You can buy a house with a frozen credit market–you just have to save up the cash purchase price first. Novel approach, I realize, but there you have it. Believe it or not, people used to do this fairly frequently.

You can still manufacture complex products. But, rather than getting a loan to buy the capital equipement, materials, and pay the labor, then give it to the customer, get them to pay you, and repay the loan, now you need to 1) get the customer to pay you, or 2) maintain enough cash reserves to carry this cost until payment. This means that either the customer or the producer needs to save up the money for the end product first, rather than pay later. This also has a dramatic impact on business models–the ‘get big first, then figure out how to profit’ model advanced by Amazon.com and others simply doesn’t work. All these changes really shake up the rate of throughput while System B reverts back to System A. […]

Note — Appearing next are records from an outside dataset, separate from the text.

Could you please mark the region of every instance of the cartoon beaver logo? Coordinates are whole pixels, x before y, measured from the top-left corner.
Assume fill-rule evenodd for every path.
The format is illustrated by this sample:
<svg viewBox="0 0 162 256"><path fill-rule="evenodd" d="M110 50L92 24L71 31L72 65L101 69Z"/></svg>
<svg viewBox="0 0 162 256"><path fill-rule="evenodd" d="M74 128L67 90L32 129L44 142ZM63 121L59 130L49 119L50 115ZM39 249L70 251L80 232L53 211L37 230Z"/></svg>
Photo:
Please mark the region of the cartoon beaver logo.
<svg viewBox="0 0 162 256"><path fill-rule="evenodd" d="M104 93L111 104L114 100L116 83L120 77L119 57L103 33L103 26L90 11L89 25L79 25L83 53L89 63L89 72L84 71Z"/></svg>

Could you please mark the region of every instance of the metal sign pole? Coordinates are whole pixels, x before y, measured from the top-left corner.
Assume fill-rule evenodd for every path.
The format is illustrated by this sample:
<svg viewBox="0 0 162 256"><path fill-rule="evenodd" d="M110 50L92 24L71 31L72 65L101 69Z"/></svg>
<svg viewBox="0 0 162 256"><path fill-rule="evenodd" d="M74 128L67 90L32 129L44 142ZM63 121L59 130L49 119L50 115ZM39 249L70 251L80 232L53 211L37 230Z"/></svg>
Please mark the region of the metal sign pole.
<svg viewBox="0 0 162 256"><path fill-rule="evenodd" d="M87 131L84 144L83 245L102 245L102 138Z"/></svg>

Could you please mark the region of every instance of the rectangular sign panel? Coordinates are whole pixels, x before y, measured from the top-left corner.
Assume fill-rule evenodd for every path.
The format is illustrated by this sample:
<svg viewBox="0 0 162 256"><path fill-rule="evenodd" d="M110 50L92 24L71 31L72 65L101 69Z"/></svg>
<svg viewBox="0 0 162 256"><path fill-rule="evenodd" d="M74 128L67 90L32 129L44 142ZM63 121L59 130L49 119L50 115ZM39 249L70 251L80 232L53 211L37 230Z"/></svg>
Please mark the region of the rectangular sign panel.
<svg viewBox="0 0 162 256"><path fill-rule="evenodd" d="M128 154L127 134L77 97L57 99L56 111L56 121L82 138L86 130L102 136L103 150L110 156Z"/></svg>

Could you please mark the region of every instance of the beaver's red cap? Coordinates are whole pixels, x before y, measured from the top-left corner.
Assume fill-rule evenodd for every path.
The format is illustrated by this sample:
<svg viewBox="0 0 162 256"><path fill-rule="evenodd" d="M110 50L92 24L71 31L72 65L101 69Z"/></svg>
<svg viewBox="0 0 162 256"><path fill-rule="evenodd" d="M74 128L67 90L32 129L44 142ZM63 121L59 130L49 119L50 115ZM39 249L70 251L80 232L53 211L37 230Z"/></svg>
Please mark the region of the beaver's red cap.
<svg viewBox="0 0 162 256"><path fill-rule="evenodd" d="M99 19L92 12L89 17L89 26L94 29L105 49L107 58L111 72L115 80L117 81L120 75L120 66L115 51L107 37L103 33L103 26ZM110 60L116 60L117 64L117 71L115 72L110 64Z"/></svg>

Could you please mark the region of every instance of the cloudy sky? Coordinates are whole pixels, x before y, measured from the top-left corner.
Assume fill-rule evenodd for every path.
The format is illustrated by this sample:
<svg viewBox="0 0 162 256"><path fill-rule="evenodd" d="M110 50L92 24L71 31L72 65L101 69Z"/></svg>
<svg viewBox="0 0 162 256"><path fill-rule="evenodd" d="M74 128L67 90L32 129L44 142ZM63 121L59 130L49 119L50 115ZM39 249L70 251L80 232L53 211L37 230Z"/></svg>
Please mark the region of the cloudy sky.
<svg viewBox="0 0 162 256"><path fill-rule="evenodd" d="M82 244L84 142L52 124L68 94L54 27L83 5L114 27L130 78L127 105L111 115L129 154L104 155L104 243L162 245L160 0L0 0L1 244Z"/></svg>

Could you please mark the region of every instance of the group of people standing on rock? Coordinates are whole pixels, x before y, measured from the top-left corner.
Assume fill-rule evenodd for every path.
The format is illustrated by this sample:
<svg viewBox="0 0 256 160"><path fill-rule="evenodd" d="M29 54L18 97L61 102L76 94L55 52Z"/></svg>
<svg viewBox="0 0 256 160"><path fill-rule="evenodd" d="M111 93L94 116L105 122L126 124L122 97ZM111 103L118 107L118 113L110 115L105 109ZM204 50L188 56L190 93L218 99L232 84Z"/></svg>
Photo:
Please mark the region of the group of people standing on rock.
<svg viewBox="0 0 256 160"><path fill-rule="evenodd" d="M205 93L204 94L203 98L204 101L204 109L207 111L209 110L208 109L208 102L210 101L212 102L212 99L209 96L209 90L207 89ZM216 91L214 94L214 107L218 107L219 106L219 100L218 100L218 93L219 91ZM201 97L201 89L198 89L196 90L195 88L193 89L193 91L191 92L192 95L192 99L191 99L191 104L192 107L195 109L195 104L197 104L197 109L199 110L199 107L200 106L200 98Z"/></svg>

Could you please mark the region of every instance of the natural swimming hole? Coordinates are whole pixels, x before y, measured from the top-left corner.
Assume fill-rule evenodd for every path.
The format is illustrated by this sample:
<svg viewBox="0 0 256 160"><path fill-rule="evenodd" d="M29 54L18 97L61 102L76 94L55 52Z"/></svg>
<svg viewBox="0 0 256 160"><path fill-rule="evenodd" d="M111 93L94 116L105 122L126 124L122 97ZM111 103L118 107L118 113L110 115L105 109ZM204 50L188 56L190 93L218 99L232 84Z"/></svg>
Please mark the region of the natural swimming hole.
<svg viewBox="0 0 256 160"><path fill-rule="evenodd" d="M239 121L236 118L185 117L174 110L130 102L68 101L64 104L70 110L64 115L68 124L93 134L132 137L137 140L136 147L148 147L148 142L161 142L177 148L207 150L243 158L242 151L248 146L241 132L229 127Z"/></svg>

The next two or three years of focus, budget, and effort fixing the financial crisis are two or three years where we aren’t using oru rapidly dwindling supply of high net-energy surplus oil and gas to invest in a renewble energy infrastructure or to restructure our economy away from the demand for continual growth. In fact, the short-term drop (or at least fear thereof) in commodity consumption is likely to depress prices enough that there’s no financial incentive to even invest in keeping production steady.

We’re setting ourselves up for the perfect storm. Resurgent global demand for energy will hit just about the time that our energy supplies (especially our net energy supplies) begin to rapidly decline. As I’ve said in jest many times on this blog, the Mayan prophecies about 2012 may not be that far off the mark–at least as far as timing is concerned.